Image Credit: Gorodenkoff/Shutterstock.com
What is next for you and your work at IBM? Are you involved in any exciting upcoming projects?
We are working on many exciting projects linked to a 10-year partnership with Cleveland Clinic. Here, both sides have come together, with IBM bringing technology and Cleveland Clinic being the validator and bringing significant expertise on their end. This work mostly focuses on drug discovery and digital health applications, which we are very excited about. There is much more to come here in the coming months and years.
About Joshua Smith
Joshua Smith received his Ph.D. in Electrical Engineering from Purdue University in 2011 on a National Science Foundation Graduate Research Fellowship Award, joining the IBM T. J. Watson Research Center as a Research Staff Member. With a background and training in low-dimensional nanoelectronics, Dr. Smith developed a growing interest in biomedical engineering and biotechnology, and in 2013 he helped establish the Translational Systems Biology and Nanobiotechnology Group at IBM Research and later managed the Molecular Health Solutions Group, overseeing R & D efforts for microfluidic devices aimed at separation and detection of single molecules for advanced biomedical diagnostics and preparative technology solutions. After serving as the technical assistant to the Vice President of Healthcare and Life Sciences at IBM Research from Nov 2020 to Jan 2022, he joined the Accelerated Discovery team focused on holistic acceleration of scientific discovery workflows for healthcare and materials research.

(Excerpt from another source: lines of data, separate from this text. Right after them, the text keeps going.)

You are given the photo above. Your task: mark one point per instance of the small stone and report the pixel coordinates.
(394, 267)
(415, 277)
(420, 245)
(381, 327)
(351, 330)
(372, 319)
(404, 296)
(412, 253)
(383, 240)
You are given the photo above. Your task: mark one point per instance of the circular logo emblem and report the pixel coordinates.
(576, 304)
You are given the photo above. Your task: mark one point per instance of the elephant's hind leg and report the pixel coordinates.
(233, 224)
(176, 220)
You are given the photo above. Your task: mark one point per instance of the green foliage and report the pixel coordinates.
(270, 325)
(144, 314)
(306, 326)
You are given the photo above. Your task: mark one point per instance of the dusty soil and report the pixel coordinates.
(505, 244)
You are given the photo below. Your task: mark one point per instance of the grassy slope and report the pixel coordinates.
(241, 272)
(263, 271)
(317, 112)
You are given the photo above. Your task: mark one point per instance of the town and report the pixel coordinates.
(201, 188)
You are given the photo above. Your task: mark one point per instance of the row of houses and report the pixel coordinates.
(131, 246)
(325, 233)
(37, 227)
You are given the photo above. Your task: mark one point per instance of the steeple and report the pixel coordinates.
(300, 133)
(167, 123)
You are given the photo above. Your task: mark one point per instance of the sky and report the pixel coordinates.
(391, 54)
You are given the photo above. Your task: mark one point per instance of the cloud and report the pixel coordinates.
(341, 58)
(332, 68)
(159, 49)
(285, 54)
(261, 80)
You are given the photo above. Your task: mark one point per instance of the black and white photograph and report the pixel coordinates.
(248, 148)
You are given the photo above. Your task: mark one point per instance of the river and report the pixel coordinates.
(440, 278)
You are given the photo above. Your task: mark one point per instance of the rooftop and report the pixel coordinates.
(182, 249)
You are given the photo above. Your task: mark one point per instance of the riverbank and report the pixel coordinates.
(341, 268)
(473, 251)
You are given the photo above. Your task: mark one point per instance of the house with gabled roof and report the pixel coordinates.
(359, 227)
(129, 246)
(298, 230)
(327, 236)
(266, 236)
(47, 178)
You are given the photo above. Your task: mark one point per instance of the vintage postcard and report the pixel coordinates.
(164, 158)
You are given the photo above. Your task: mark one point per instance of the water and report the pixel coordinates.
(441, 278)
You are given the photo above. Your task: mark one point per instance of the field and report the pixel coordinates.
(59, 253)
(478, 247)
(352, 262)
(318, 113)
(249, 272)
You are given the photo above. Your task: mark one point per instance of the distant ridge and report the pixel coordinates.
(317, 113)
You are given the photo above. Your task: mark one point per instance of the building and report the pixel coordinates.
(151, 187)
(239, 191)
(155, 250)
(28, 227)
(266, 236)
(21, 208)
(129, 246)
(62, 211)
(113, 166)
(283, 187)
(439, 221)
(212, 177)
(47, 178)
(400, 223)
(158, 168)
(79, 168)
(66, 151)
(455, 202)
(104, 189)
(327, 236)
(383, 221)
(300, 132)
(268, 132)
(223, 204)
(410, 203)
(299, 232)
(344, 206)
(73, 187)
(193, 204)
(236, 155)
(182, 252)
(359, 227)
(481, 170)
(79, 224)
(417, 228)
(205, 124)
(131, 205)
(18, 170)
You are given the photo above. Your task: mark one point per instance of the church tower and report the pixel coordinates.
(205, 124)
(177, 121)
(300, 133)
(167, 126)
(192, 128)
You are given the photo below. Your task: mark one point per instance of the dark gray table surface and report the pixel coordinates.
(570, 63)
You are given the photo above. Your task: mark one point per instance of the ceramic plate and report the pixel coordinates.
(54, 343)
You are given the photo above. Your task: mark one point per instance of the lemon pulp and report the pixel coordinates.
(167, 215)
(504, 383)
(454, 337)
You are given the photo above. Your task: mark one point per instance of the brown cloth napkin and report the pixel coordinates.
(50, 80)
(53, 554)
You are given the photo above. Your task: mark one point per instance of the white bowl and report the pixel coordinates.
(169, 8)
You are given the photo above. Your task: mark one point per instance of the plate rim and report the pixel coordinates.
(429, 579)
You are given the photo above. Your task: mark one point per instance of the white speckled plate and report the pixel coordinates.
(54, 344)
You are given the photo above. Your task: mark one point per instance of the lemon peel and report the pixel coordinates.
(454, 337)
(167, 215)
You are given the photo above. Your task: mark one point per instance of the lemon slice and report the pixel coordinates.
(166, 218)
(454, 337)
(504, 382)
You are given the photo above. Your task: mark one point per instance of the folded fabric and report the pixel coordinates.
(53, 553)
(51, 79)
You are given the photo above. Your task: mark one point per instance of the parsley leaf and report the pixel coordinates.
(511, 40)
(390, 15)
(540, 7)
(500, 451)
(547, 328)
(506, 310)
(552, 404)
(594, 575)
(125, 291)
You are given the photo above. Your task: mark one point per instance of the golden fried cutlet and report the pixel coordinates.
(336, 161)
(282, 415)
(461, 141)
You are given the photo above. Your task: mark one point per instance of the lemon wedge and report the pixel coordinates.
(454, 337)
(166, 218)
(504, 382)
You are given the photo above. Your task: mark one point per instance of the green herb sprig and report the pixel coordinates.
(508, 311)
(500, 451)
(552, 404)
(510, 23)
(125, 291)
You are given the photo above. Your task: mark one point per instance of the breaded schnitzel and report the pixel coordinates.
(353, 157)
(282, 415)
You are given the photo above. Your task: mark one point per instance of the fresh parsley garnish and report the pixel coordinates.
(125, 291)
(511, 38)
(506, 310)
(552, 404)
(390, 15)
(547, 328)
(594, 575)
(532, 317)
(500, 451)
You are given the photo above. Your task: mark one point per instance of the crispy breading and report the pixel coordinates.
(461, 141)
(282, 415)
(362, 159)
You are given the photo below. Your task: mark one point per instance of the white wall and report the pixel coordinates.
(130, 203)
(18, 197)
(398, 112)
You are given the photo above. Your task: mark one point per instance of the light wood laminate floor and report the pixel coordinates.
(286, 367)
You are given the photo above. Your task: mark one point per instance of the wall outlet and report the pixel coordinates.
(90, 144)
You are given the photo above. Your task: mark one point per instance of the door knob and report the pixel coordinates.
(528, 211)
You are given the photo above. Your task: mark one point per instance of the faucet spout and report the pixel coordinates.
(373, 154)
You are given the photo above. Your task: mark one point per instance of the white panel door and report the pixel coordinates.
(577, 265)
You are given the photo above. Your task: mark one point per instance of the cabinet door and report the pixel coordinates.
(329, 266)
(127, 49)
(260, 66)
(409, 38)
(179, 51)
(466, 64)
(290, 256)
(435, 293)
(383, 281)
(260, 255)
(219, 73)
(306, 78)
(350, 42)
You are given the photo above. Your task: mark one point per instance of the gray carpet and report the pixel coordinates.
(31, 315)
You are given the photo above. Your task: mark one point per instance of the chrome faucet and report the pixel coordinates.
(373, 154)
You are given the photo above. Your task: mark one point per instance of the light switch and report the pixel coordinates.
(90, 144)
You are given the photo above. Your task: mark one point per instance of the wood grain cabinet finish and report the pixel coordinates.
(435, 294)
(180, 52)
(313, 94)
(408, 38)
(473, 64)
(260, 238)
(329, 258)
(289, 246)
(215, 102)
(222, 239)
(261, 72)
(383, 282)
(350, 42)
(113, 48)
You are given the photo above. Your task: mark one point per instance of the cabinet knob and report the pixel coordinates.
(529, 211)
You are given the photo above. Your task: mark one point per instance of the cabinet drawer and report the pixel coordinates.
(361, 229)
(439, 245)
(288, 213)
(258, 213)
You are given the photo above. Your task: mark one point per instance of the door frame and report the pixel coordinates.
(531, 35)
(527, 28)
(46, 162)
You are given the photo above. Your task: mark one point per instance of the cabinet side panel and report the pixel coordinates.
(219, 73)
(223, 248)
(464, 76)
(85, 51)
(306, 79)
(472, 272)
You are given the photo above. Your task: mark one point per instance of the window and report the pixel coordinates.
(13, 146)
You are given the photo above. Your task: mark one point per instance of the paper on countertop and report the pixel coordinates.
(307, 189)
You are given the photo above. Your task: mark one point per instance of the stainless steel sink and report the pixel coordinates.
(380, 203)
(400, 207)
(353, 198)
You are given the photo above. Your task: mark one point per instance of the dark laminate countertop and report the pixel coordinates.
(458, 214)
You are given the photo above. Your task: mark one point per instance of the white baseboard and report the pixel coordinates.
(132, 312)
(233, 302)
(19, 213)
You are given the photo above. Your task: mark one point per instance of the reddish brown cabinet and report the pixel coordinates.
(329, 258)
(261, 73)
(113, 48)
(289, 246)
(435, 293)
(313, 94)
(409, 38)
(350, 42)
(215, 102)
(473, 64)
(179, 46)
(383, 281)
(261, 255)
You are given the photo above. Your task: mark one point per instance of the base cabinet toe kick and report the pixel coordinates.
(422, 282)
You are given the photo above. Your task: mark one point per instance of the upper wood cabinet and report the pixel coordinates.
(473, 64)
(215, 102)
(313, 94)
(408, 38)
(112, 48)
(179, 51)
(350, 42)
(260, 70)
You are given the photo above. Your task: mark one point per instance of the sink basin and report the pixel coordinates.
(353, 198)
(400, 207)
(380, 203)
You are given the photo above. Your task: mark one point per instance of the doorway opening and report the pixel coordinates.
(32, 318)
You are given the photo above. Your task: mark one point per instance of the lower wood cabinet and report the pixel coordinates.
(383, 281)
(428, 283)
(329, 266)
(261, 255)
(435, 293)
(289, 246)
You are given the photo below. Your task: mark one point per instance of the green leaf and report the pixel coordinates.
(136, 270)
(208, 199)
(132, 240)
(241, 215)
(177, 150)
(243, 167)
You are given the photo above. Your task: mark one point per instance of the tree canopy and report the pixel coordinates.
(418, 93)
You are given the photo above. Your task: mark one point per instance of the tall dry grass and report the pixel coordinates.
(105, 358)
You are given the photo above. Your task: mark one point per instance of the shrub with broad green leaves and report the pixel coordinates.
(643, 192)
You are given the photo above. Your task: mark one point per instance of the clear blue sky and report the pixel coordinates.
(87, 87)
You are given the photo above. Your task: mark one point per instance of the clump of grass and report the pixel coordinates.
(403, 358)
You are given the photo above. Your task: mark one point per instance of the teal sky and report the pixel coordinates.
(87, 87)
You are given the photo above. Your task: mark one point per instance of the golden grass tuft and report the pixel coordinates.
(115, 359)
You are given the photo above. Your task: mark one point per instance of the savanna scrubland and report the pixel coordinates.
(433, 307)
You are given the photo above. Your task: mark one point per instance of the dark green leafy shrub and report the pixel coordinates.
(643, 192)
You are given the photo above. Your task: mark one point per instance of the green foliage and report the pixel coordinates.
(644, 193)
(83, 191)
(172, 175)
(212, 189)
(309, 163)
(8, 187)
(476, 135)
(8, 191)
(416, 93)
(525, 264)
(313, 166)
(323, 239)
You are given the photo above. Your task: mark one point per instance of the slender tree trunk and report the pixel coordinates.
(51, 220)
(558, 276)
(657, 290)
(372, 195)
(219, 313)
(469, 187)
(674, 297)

Dr. Smith has held an Adjunct Assistant Professor position at Columbia University in the Department of Electrical Engineering and is an IBM Master Inventor with more than 80 filed patent applications and over 50 granted patents. He has co-authored 22 peer-reviewed journal articles, and his research has been highlighted by Forbes, CNN Money, IEEE Spectrum, and Pharma Technology Focus among other media outlets as well as on-stage at TED.